Is the need for third-party LMI necessary?

by Julia Corderoy26 May 2015
Westpac’s revised mortgage insurance arrangements may be indicative of a trend towards reduced usage of domestic third-party LMI providers in the mortgage sector, according to a leading ratings agency.

According to reports last week, Westpac Banking Corporation advised its mortgage brokers that it had revised its mortgage insurance arrangements so that all new Westpac-originated loans with a LVR above 90% would be insured with its captive mortgage insurer, Westpac Lenders Mortgage Insurance Limited and reinsured with Arch Capital Group Ltd. 

Westpac’s move follows its earlier disclosures and the Genworth Australia announcement in February that Genworth’s contract for the provision of LMI to Westpac was being terminated. 

According to Moody’s vice president, senior credit office, Ilya Serov, Westpac’s move may be indicative of a longer-run trend towards reducing the usage of domestic mortgage insurance products, in favour of other product innovations.

“Australia’s major banks are not currently deriving regulatory capital benefits from using LMI,” Serov said in a market update.

“Similarly, product innovation, such as the use of self-insured low-deposit mortgage products, will affect the need for third-party LMI. Diminished third-party LMI usage elevates the insurers’ risk of losing pricing power and reducing their customer base, putting downward pressure on the firms’ profitability and volumes.”

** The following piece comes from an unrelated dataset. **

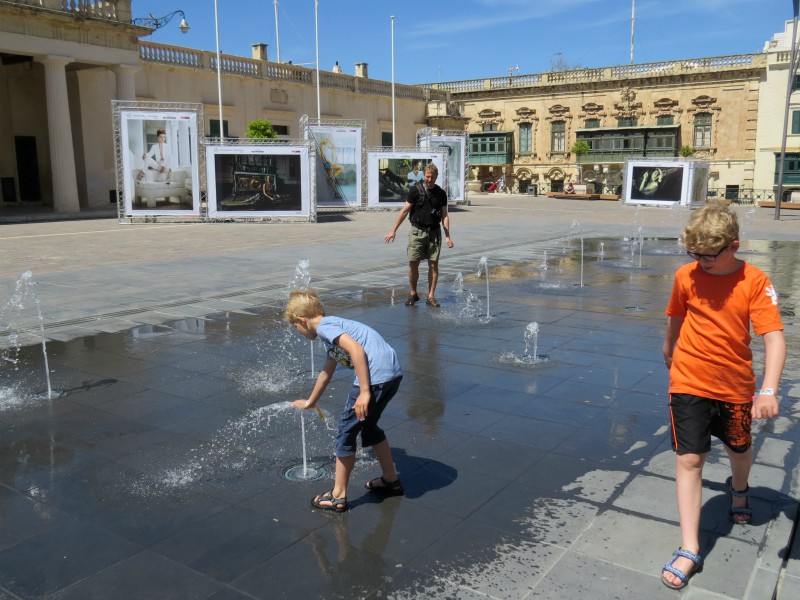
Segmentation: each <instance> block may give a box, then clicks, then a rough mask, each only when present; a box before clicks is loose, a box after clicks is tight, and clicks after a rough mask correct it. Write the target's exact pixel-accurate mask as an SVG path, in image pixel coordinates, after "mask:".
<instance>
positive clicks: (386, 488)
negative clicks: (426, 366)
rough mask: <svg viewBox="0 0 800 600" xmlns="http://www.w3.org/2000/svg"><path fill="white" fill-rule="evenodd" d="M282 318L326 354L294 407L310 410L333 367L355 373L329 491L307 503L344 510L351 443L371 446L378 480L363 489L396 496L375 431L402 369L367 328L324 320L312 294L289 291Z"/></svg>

Westpac’s decision to shift its mortgage insurance policies away from domestic third-party LMI providers is "credit negative" for Genworth Financial Mortgage Insurance Pty Ltd and QBE LMI, says Serov.

“Westpac accounted for around 14% of Genworth Australia’s gross written premium during 2014, and potentially a meaningful, albeit undisclosed, proportion of QBE LMI’s business,” he said.

“At the same time, existing policies will not be affected and the effect on the insurers’ net earned premium should only become material beginning in 2016.”